Thierry Noir is one of the forerunners of modern street art, although he still remains relatively unknown.
For five years he painted the Berlin Wall illegally every day with bold, cartoon-like images of animals and human faces.
With little money and no stable employment, he scavenged emulsion from building sites to paint the wall in an act of protest to “transform it, make it ridiculous, and help destroy it”.
His aim was to paint the Berlin Wall to make it stand out like a mutation in the city, not to make it a beautiful piece of public art.
“I wanted to cover the wall with colours to wrap it up with paintings, to make it luminous, to show it like a mutation in the city, a mutation in art and nature,” he says.
“I could not make the wall beautiful because in fact it would have been absolutely impossible to do so.”
His painting style developed during his time in West Berlin due to the ongoing threat of getting caught by patrol guards or, in some cases, German Democratic Republic soldiers.
At one point during his five-year painting protest, Noir and his partner Christophe Bouchet were held up by soldiers with machine guns after they tried to drill a metal door onto the wall with screws.

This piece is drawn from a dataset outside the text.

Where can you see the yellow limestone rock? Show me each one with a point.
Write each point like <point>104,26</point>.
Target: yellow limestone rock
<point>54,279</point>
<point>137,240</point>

In order to paint quickly and avoid arrest, Noir simplified his figures into one continuous line painted with one or two bright colours, what he calls the “Fast Form Manifest”.
Even today, Noir’s bold lines carry a strong message of resistance through art, making him one of the forbearers of today’s political street art scene.
“If you paint on the street you are immediately political, because you change the life of the people. Especially in north Europe where the winters are long and grey – you give people a one second smile on their face,” he says.
Since the fall of the Berlin Wall he has been invited to paint on remnants of the wall across the globe from South Korea to Mexico.
More recently, Noir has completed a number of murals in Shoreditch, where he currently has his first solo exhibition. Last year he was invited to paint the giant Village Underground Wall with street artist Stik in the east London district.
The artist continues to paint in the same stylised way he developed in the Eighties, even recreating the same animals and figure heads he painted thirty years ago.
Noir rarely paints illegally on the street any more, and his output has never reached the same prolific level as his five-year painting protest in Berlin.
However, he remains emotionally detached from his revolutionary feat, insisting he painted the wall to show people it was a mythical entity that would not exist forever.
When the Berlin Wall came down in November 1989, he says he felt no sadness about the destruction of five year’s work.
“I was not crying because my world was pulled down, it would be arrogant to say that. It was not an art project, it was a deadly border. One hundred and thirty six people were killed because of the wall – everyone was just happy that it went away.”
Thierry Noir: A Retrospective runs at the Howard Griffin Gallery until Monday 5 May; entry is free.